"Computer-Kriminalität" made in USA:Datenzentrum in New York gefleddert

21.07.1978

NEW YORK (cw) - Amerika - das Land der unbegrenzten Möglichkeiten. Dies gilt heute noch genauso wie zu Zeiten Al Capones für neue "Ideen" im Bereich des Kriminalität. Die fachmännische Plünderung eines Datenzentrums ist jedoch ein absolutes Novum in den Annalen der New Yorker Polizei.

Einbrecher stiegen kürzlich in das Datenzentrum am Herbert Lehman College ein und rissen mehr als 1000 gedruckte Schaltungen und andere Steuereinheiten aus der schuleigenen 360/40, womit sie die Maschine völlig außer Betrieb setzten.

Einer Mitteilung der New Yorker Polizei zufolge wurden aus der 2040 CPU, 2821 I/O Kontrolleinheit, dem 2314 Disk Kontroller und aus dem 3803 Tape Control Unit (Bandkontrolleinheit) mit ebenso großer Vorsicht wie Sachverstand die Boards entnommen.

Alle Boards - darunter 24 von Cambridge Memories, Inc., (CMI) mit 128K Bytes Hauptspeicher - wurden nach Auskunft der Polizei mit größter Sorgfalt ausgebaut. Für Polizei und Collegeleitung liegt die Vermutung nahe, daß die abhanden gekommenen Teile irgendwo anders wieder zum Kauf angeboten werden könnten. Vandalismus war jedenfalls nicht mit im Spiel, da weder die Gehäuse noch andere Teile des Datenzentrums beschädigt wurden. Dies ist für das College jedoch nur ein schwacher Trost, denn der angerichtete Schaden ist groß genug: Der Ersatz der entwendeten Boards wird Kosten in der Größenordnung von etwa 200 000 Dollar verursachen. "Die gestohlenen Teile zu ersetzen, wäre außerdem ein sehr fragwürdiges Unterfangen", sagte Dekan Jack Weiner, Leiter der College Verwaltung, "da ein derart umfangreicher Nachkauf für ein so altes System wie das Modell 40 gleichzusetzen wäre mit der Ausgabe von 10 000 Dollar für die Reparatur eines gebrauchten Autos, das 100 Dollar wert ist."

Die College-Leitung ist nun auf der Suche nach einer anderen Lösung. Weiner und seine Kollegen arbeiten jetzt mit Leuten von der zentralen stelle der City University von New York City zusammen.

Dekan Weiner spekuliert außerdem darauf, daß eine Stadtverwaltung oder Staatliche Behörde ihre Anlage modernisiert hat, aber die alte, ausrangierte Anlage nie losbekommen konnte. "Vielleicht",so die Verantwortlichen vom geplünderten Lehman College, spielt uns der Zufall aus irgendeinem Abstellraum so eine Anlage in die Hände."

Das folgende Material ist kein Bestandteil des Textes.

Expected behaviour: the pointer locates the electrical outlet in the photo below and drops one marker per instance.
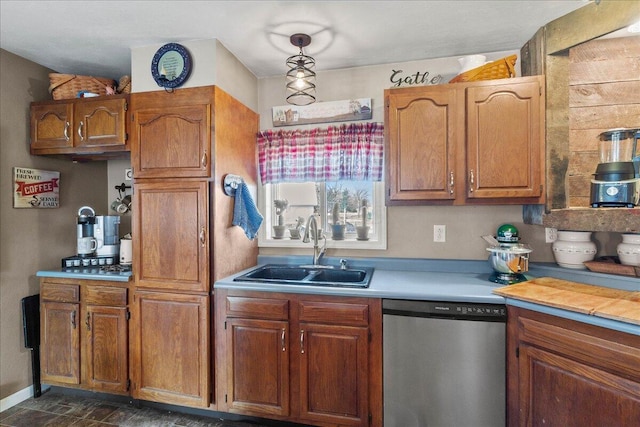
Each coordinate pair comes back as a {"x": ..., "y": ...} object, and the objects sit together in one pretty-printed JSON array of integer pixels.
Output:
[{"x": 439, "y": 233}]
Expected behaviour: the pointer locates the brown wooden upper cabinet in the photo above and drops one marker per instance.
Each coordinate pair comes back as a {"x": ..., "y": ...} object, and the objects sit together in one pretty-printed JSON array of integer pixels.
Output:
[
  {"x": 79, "y": 126},
  {"x": 466, "y": 143},
  {"x": 171, "y": 251},
  {"x": 171, "y": 134}
]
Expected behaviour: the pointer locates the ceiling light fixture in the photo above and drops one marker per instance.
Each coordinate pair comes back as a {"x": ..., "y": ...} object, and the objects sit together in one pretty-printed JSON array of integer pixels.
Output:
[
  {"x": 301, "y": 78},
  {"x": 634, "y": 28}
]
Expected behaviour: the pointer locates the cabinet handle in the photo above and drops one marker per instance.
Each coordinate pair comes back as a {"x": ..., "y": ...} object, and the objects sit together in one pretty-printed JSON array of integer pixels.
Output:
[
  {"x": 203, "y": 239},
  {"x": 204, "y": 160},
  {"x": 80, "y": 126},
  {"x": 451, "y": 182}
]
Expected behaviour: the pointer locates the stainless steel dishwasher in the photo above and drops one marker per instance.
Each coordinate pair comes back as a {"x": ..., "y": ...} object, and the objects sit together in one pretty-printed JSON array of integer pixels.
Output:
[{"x": 444, "y": 364}]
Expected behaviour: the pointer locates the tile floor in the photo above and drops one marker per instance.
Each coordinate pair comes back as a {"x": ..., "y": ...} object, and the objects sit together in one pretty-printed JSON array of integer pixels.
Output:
[{"x": 56, "y": 409}]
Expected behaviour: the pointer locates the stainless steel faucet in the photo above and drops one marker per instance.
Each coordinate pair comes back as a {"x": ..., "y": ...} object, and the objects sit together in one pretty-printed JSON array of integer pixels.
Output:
[{"x": 312, "y": 227}]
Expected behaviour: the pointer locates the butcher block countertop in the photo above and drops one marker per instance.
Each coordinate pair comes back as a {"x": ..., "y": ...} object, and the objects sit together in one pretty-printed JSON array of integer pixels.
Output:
[{"x": 615, "y": 304}]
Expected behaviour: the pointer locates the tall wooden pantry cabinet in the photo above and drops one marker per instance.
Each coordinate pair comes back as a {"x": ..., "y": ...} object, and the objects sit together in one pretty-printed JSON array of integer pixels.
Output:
[{"x": 183, "y": 144}]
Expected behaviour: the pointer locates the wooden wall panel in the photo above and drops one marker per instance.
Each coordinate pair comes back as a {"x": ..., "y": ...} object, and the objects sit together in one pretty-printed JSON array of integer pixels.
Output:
[{"x": 604, "y": 93}]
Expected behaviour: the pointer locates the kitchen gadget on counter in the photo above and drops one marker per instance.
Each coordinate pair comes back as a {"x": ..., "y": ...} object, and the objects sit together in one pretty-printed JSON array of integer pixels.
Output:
[
  {"x": 98, "y": 241},
  {"x": 107, "y": 232},
  {"x": 508, "y": 258},
  {"x": 616, "y": 182},
  {"x": 87, "y": 243}
]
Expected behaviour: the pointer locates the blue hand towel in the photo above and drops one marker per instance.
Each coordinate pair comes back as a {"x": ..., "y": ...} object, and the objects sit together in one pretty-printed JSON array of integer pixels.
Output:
[{"x": 245, "y": 213}]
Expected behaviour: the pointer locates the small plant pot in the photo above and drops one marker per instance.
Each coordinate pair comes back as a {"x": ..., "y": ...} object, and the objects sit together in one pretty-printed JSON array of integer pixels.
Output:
[
  {"x": 363, "y": 232},
  {"x": 278, "y": 231},
  {"x": 294, "y": 233},
  {"x": 337, "y": 232}
]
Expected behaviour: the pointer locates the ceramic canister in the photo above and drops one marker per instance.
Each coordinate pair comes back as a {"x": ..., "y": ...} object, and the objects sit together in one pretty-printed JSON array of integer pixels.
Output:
[
  {"x": 573, "y": 248},
  {"x": 629, "y": 249}
]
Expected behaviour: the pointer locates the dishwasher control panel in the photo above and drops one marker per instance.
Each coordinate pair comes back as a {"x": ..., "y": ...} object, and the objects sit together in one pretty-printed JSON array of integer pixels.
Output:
[{"x": 445, "y": 309}]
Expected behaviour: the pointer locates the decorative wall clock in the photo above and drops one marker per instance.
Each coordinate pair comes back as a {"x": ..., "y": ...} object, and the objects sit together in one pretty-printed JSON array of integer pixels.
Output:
[{"x": 171, "y": 65}]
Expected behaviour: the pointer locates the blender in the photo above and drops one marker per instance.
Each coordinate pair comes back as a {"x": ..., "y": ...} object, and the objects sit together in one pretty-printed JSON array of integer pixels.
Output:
[
  {"x": 616, "y": 182},
  {"x": 509, "y": 259}
]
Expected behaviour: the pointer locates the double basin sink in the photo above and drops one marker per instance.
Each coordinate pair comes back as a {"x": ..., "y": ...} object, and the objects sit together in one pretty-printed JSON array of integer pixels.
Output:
[{"x": 309, "y": 275}]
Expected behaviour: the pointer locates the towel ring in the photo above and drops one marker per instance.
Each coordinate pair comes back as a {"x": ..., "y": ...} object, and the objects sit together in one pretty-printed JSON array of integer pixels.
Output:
[{"x": 231, "y": 183}]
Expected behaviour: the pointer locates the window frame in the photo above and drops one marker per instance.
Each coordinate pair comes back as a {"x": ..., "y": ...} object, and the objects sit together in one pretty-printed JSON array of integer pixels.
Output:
[{"x": 265, "y": 204}]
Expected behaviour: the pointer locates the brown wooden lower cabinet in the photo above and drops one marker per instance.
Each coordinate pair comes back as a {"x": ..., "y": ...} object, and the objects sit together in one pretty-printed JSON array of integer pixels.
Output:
[
  {"x": 302, "y": 358},
  {"x": 170, "y": 348},
  {"x": 84, "y": 334},
  {"x": 567, "y": 373}
]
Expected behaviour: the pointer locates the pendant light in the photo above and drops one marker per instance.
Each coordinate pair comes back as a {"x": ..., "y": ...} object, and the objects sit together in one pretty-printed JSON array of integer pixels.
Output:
[{"x": 301, "y": 78}]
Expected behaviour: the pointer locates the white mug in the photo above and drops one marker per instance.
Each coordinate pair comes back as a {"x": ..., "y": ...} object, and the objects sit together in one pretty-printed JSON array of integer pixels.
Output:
[{"x": 87, "y": 245}]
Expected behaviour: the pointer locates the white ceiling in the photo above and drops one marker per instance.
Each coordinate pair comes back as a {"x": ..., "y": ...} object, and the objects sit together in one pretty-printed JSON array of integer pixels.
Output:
[{"x": 95, "y": 37}]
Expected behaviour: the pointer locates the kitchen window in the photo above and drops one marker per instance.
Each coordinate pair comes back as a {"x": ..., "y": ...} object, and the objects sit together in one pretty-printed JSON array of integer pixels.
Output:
[{"x": 334, "y": 173}]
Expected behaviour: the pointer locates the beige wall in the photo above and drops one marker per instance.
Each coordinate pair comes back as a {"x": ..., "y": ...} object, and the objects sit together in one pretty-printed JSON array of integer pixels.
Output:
[
  {"x": 31, "y": 239},
  {"x": 410, "y": 229}
]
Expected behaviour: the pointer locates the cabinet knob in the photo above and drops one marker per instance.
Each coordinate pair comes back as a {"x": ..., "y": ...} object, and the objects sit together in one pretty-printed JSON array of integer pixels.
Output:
[
  {"x": 80, "y": 126},
  {"x": 451, "y": 182},
  {"x": 203, "y": 237},
  {"x": 204, "y": 160}
]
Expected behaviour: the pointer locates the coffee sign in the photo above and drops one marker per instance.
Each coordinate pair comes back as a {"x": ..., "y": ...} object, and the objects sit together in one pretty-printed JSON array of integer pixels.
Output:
[
  {"x": 399, "y": 78},
  {"x": 35, "y": 188}
]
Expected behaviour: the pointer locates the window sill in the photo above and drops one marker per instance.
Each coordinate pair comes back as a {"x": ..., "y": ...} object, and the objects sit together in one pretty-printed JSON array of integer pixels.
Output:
[{"x": 331, "y": 244}]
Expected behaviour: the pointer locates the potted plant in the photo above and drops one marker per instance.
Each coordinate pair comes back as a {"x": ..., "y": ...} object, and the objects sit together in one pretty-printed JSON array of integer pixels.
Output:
[
  {"x": 363, "y": 230},
  {"x": 281, "y": 207},
  {"x": 337, "y": 229}
]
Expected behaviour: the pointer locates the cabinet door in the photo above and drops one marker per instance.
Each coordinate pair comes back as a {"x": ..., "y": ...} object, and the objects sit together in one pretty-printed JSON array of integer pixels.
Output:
[
  {"x": 421, "y": 133},
  {"x": 505, "y": 139},
  {"x": 556, "y": 390},
  {"x": 171, "y": 141},
  {"x": 258, "y": 366},
  {"x": 170, "y": 348},
  {"x": 171, "y": 248},
  {"x": 334, "y": 369},
  {"x": 51, "y": 126},
  {"x": 100, "y": 122},
  {"x": 60, "y": 342},
  {"x": 105, "y": 348}
]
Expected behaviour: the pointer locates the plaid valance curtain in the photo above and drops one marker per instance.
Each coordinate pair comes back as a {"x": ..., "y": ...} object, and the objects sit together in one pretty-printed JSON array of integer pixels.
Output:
[{"x": 350, "y": 152}]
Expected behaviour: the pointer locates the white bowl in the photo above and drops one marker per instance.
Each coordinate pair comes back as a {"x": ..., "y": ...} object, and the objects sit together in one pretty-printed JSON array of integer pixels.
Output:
[
  {"x": 629, "y": 249},
  {"x": 572, "y": 249}
]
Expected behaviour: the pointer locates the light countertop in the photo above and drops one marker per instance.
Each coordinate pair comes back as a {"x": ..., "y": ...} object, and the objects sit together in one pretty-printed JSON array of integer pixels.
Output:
[
  {"x": 449, "y": 280},
  {"x": 87, "y": 273}
]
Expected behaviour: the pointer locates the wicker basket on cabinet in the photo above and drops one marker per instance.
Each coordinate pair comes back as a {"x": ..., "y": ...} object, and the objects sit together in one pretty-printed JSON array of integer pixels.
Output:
[
  {"x": 501, "y": 69},
  {"x": 67, "y": 86}
]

Inzwischen entdeckten Weiner und DP-Direktor Susan Kliavkoff eine 360/40, die Kapazität frei hatte und einen Teil der beim College anstehenden Arbeit übernehmen konnte. Die Programme des Lehman College - die Zentrale wurde nur für administrative Aufgaben eingesetzt, nicht für akademische Datenverarbeitung - wurden, soweit erforderlich, neu geschrieben und modifiziert, um auf der Ersatzanlage fahren zu können.

Dabei hatte man nach Meinung der College-Leitung noch Glück im Unglück, daß das Datenzentrum nicht zu einem anderen Zeitpunkt ausgeräumt wurde. Jack Weiner: "Gott sei Dank ist der Arbeitsanfall Anfang Mai relativ gering. Wenn aber im Laufe des Monats der Betrieb hektischer wird, die Zeugnisse für das Frühjahrstrimester geschrieben werden müssen und die Vorbereitungen für das Sommertrimester beginnen, hätten wir ohne unsere alte 360/40 bös ausgesehen."

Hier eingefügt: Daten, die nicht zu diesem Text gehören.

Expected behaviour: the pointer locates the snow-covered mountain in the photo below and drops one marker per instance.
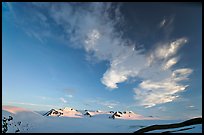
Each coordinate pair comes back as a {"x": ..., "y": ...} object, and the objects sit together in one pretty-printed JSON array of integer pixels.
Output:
[
  {"x": 66, "y": 112},
  {"x": 70, "y": 112},
  {"x": 16, "y": 119},
  {"x": 69, "y": 120}
]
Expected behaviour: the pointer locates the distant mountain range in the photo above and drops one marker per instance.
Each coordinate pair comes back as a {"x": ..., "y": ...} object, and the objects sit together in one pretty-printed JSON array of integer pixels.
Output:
[
  {"x": 69, "y": 120},
  {"x": 70, "y": 112}
]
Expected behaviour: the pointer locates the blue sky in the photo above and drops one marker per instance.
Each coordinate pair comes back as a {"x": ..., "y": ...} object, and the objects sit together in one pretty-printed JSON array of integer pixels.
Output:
[{"x": 144, "y": 57}]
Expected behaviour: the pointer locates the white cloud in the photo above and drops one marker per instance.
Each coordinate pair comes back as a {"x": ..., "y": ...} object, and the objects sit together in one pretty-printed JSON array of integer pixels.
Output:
[
  {"x": 97, "y": 35},
  {"x": 63, "y": 100},
  {"x": 110, "y": 106},
  {"x": 162, "y": 23},
  {"x": 170, "y": 63},
  {"x": 150, "y": 93},
  {"x": 91, "y": 28},
  {"x": 70, "y": 96}
]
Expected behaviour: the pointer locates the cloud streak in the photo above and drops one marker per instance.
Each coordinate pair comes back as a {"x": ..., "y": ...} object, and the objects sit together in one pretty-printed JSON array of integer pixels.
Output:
[{"x": 92, "y": 27}]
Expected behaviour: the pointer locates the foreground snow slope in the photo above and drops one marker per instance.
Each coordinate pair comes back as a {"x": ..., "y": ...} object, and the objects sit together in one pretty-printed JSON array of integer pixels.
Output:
[{"x": 36, "y": 123}]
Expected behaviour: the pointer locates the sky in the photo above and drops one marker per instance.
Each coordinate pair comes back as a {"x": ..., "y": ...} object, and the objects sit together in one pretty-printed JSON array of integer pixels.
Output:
[{"x": 143, "y": 57}]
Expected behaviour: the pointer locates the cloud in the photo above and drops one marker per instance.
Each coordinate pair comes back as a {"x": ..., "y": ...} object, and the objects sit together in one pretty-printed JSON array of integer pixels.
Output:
[
  {"x": 103, "y": 102},
  {"x": 110, "y": 106},
  {"x": 170, "y": 63},
  {"x": 162, "y": 23},
  {"x": 32, "y": 104},
  {"x": 92, "y": 27},
  {"x": 63, "y": 100},
  {"x": 70, "y": 96}
]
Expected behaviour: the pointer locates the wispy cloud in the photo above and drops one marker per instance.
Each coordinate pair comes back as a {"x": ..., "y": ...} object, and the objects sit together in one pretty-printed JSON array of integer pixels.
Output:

Am Lehman-College will man jedoch keine großen Anstrengungen mehr unternehmen, um die amputierte Anlage wieder voll funktionsfähig zu bekommen. Zudem hat CMI Marketing-Chef Kent Crombie Weiner versichert, daß sowohl CMI als auch Raytheon Data Services, die für die Produktwartung verantwortlich ist, alles tun werden, damit das Datenzentrum so bald als möglich wieder voll funktionsfähig ist. Auf die Frage, ob die Boards wohl gestohlen wurden, um auf dem Schwarzen Markt wieder verkauft zu werden, meinte Crombie:

"Vier von fünf Boards, die ein IBM-kompatibles Speichersystem ergeben, könnten in jeder gewöhnlichen 360er verwendet werden."

Crombie meinte aber auch, daß der Wiederverkauf möglicherweise nicht das Motiv für den Diebstahl war.

"Die rund 1000 Schaltkreistableaus auszubauen und sie dann abzutransportieren muß schon eine unglaubliche Anstrengung gekostet haben", so Crombie, "denn jedes der CMI Boards ist zum Beispiel etwa einen Quadratfuß groß."